Design Motivation: MLP decoders excel at non-linear mapping but primarily focus on global features. CFIL integrates features of different resolutions through multi-scale pooling, improving the ability to distinguish fine structures and boundaries.

Key Design 4: Non-bottleneck 1D Instance Decoder¶

Function: Feature extraction for instance segmentation and orientation estimation.
Mechanism: Decompose a \(3\times3\) 2D convolution into two 1D convolutions (\(3\times1 + 1\times3\)) with non-linear activation functions inserted in between.
Design Motivation: 3D decomposition reduces parameters by 30% (when kernel size is 3) while increasing non-linear capacity.

Key Design 5: Multi-Task Adaptive Loss¶

Function: Dynamically adjust the loss weights of each task.
Mechanism: Calculate the relative loss \(RL_k = L_k/\sum L_t\) for each task after each batch, maintain a historical running average of relative loss \(AvgRL_k\), and update the weights as \(W_k = \max(\bar{W}_k \times (AvgRL_k)^\alpha, W_{\min})\) using an adjustment factor \(\alpha\).
Design Motivation: The learning difficulty of different tasks changes dynamically, and fixed weights cannot adapt. Using \(\alpha=0.01\) achieves fine-grained adjustment, and \(W_{\min}=0.1\) prevents any task from being completely ignored.

Loss & Training¶

Semantic segmentation: Cross-entropy loss
Instance center: MSE loss
Instance offset: MAE loss
Orientation estimation: Continuous probability distribution loss based on cos/sin vectors
Scene classification: Cross-entropy loss
Panoptic segmentation: No additional loss is computed; evaluated during validation

Key Experimental Results¶

Encoder Comparison (Table 1, NYUv2)¶

Encoder	Instance PQ↑	MAAE↓	Semantic mIoU↑	Inference Speed
Swin v2	58.49	21.09	49.76	Slow
ConvNeXt v2	41.04	31.24	27.69	Medium
MPViT	57.77	21.18	47.44	Relatively Slow
MetaFormer	53.31	23.69	43.27	Medium
Ours	58.59	18.67	46.83	Fast

Model Complexity Comparison (Table 8)¶

Method	Params	FLOPs	FPS	VRAM	Sem. mIoU	Inst.
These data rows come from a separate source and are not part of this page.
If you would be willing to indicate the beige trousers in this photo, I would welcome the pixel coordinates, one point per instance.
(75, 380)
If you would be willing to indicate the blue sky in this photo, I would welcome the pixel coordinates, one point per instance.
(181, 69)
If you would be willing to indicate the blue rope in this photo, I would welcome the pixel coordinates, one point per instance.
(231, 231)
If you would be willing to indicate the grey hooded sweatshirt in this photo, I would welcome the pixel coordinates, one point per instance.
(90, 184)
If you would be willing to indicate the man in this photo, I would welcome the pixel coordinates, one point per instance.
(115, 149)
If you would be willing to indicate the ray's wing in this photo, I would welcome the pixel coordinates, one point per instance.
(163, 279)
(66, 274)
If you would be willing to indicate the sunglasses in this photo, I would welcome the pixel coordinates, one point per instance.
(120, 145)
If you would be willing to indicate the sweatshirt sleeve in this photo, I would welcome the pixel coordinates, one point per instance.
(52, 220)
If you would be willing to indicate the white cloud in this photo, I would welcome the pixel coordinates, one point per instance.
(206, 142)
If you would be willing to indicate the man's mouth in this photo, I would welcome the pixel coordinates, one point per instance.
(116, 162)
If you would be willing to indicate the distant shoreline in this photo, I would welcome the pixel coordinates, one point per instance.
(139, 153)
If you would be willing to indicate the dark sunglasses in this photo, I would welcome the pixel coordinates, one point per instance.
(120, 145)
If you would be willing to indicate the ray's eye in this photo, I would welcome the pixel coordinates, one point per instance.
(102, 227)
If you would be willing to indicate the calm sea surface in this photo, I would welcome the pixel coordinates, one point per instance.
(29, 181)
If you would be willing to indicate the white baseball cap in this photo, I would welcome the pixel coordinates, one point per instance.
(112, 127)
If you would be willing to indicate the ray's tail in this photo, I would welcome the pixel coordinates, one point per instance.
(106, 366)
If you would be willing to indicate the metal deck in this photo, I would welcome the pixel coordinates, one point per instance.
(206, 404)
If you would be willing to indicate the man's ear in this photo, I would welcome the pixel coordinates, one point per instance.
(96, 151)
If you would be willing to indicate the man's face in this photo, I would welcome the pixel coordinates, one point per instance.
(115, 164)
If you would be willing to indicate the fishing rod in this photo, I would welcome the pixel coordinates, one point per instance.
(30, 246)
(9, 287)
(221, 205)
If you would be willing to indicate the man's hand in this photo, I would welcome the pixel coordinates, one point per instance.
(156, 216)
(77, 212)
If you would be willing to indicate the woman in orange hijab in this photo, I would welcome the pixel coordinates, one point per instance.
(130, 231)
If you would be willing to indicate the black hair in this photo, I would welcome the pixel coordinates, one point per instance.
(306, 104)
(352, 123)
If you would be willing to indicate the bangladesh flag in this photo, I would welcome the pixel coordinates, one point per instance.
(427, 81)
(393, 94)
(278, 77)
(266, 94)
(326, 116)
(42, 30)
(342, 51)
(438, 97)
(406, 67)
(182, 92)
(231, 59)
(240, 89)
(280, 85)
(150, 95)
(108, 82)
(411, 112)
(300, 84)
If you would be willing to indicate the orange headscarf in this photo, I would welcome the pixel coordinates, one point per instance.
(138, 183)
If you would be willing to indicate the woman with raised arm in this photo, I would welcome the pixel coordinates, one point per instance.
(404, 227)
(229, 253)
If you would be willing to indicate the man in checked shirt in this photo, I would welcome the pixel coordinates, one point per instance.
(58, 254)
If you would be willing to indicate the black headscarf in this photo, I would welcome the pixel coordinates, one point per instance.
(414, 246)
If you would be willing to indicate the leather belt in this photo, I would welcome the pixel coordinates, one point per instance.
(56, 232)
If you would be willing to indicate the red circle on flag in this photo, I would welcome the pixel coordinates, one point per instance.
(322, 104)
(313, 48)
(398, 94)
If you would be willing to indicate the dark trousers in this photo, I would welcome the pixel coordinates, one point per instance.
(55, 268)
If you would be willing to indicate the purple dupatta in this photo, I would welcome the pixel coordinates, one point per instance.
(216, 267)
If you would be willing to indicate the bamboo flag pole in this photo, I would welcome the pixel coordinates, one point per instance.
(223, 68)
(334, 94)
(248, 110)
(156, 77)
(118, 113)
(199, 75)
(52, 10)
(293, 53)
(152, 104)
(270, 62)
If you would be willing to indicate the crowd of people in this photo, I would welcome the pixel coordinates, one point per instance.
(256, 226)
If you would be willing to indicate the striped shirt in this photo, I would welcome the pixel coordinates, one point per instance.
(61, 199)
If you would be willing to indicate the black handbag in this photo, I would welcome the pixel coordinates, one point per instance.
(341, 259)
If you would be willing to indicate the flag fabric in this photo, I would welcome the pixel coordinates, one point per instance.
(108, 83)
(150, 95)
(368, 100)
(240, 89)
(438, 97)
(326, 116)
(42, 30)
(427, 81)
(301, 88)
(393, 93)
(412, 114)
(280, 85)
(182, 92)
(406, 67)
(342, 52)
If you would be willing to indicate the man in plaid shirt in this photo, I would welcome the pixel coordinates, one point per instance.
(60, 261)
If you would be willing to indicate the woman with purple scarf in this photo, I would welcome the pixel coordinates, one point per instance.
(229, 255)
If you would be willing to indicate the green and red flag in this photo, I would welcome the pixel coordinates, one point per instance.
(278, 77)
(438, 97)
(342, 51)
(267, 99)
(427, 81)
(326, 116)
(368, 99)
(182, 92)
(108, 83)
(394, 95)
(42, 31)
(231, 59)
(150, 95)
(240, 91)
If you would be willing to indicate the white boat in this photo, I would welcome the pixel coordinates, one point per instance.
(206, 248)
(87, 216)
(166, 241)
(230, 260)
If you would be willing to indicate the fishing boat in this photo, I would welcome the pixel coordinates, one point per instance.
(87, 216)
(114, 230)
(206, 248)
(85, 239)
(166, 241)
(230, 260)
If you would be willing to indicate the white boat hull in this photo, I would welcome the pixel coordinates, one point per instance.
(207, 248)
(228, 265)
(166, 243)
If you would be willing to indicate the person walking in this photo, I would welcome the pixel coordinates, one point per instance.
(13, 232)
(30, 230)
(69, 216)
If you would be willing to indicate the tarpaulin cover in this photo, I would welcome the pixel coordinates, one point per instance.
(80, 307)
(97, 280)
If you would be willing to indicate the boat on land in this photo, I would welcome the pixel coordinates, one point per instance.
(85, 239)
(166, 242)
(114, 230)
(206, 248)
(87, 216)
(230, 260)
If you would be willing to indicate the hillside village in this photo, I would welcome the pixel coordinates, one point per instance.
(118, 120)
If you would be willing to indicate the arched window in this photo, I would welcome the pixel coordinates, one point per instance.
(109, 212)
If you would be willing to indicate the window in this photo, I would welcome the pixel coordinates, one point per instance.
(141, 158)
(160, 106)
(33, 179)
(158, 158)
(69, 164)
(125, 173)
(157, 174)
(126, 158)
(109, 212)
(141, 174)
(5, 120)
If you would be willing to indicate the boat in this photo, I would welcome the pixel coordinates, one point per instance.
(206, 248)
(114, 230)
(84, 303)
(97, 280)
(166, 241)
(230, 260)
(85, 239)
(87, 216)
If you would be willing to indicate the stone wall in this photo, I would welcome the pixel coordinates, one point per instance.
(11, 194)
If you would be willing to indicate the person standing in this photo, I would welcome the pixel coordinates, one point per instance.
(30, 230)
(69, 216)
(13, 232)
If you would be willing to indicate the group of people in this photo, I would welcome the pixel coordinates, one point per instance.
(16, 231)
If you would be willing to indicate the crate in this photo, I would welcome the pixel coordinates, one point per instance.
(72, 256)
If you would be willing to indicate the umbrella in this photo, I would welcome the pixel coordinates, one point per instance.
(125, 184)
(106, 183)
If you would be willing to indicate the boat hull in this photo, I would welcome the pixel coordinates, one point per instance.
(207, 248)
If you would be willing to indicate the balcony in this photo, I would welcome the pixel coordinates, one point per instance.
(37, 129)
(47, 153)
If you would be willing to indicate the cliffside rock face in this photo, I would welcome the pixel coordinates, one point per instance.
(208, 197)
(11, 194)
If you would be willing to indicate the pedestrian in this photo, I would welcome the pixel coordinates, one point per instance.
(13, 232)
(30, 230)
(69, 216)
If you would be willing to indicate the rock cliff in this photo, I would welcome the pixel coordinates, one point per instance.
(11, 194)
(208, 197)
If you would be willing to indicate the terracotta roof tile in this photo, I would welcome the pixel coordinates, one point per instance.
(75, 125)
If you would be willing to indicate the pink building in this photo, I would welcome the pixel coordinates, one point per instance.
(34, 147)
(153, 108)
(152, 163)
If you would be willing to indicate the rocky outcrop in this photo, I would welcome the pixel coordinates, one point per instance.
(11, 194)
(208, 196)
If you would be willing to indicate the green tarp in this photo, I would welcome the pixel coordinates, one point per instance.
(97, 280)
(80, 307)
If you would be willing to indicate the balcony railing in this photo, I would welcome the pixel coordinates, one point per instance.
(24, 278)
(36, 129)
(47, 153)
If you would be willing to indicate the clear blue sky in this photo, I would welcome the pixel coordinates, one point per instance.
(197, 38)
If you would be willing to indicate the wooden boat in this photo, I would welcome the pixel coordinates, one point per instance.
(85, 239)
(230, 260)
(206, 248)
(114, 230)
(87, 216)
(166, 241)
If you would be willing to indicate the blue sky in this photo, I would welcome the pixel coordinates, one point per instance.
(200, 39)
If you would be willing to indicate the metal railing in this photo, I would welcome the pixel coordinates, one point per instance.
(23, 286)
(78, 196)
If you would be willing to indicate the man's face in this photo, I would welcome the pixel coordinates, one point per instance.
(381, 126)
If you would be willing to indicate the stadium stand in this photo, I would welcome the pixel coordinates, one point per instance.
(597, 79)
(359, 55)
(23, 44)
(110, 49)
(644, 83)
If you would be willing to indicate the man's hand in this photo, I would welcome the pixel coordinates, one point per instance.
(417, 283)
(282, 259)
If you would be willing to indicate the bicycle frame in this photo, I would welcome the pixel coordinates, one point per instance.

PQ
EMSAFormer	72.08M	50.66G	16.32	3188M	49.76	58.49
Ours	71.82M	75.28G	20.33	3293M	49.82	59.90

Semantic Segmentation SOTA Comparison¶

Dataset	Method	Backbone	mIoU↑
NYUv2	EMSAFormer	Swin v2	49.76
NYUv2	Ours	FasterNet-M	49.82
SUN RGB-D	EMSAFormer	Swin v2	44.13
SUN RGB-D	Ours	FasterNet-M	45.56
Cityscapes	EMSAFormer	Swin v2	60.76
Cityscapes	Ours	FasterNet-M	65.11

Ablation Study (Table 7, Stepwise Addition of Components to Framework)¶

Config	Inst. PQ↑	Pan. mIoU↑	Sem. mIoU↑	bAcc↑
Baseline (Swin v2)	58.49	50.51	49.76	77.11
+ Fusion Encoder	58.59	47.37	46.83	74.67
+ Adaptive Loss	59.37	48.39	47.72	76.23
+ CFIL	59.25	50.16	49.72	77.00
+ NFCL	59.90	50.21	49.82	76.57

Key Findings¶

Fusion Encoder is 24.6% faster than Swin v2: FPS increases from 16.32 to 20.33 with fewer parameters (71.82M vs 72.08M).
CFIL achieves significant effects: Semantic mIoU improves by 2.0 percentage points (from 47.72% to 49.72%), outperforming context modules like ASPP, SPPELAN, RFB, etc.
Applying NFCL to the first 3 layers is optimal: Stage 4 encoder features are already sufficient and require no extra guidance.
Multi-task adaptive loss outperforms fixed weights: The model is most balanced when the adjustment factor \(\alpha=0.01\). The adaptive loss model converges faster and more stably.
Non-bottleneck 1D outperforms other extraction modules: Achieves an Instance PQ of 59.25%, outperforming BasicBlock, Bottleneck, MobileBottleneck, and GhostBottleneck.
Indoor-to-outdoor generalization: Achieves an mIoU of 65.11% on Cityscapes, surpassing Lovász (63.06%) and EMSAFormer (60.76%).

Highlights & Insights¶

Exploiting channel redundancy is simple yet highly efficient: performing convolutions on only 1/4 of the channels reduces FLOPs by 16 times, significantly accelerating inference.
Using BN \(\gamma\) as channel importance is an elegant design: it introduces no extra parameters and reuses the learning results of existing BN layers.
Adaptive loss is based on historical performance rather than a single batch, making it more stable than Liu et al.'s approach.
Unified multi-task framework handles 5 tasks simultaneously (semantic segmentation, instance segmentation, orientation estimation, panoptic segmentation, and scene classification), offering high practicality.
The depth weight initialization \(D=(R+G+B)/2\) is simple but effectively leverages ImageNet pre-training.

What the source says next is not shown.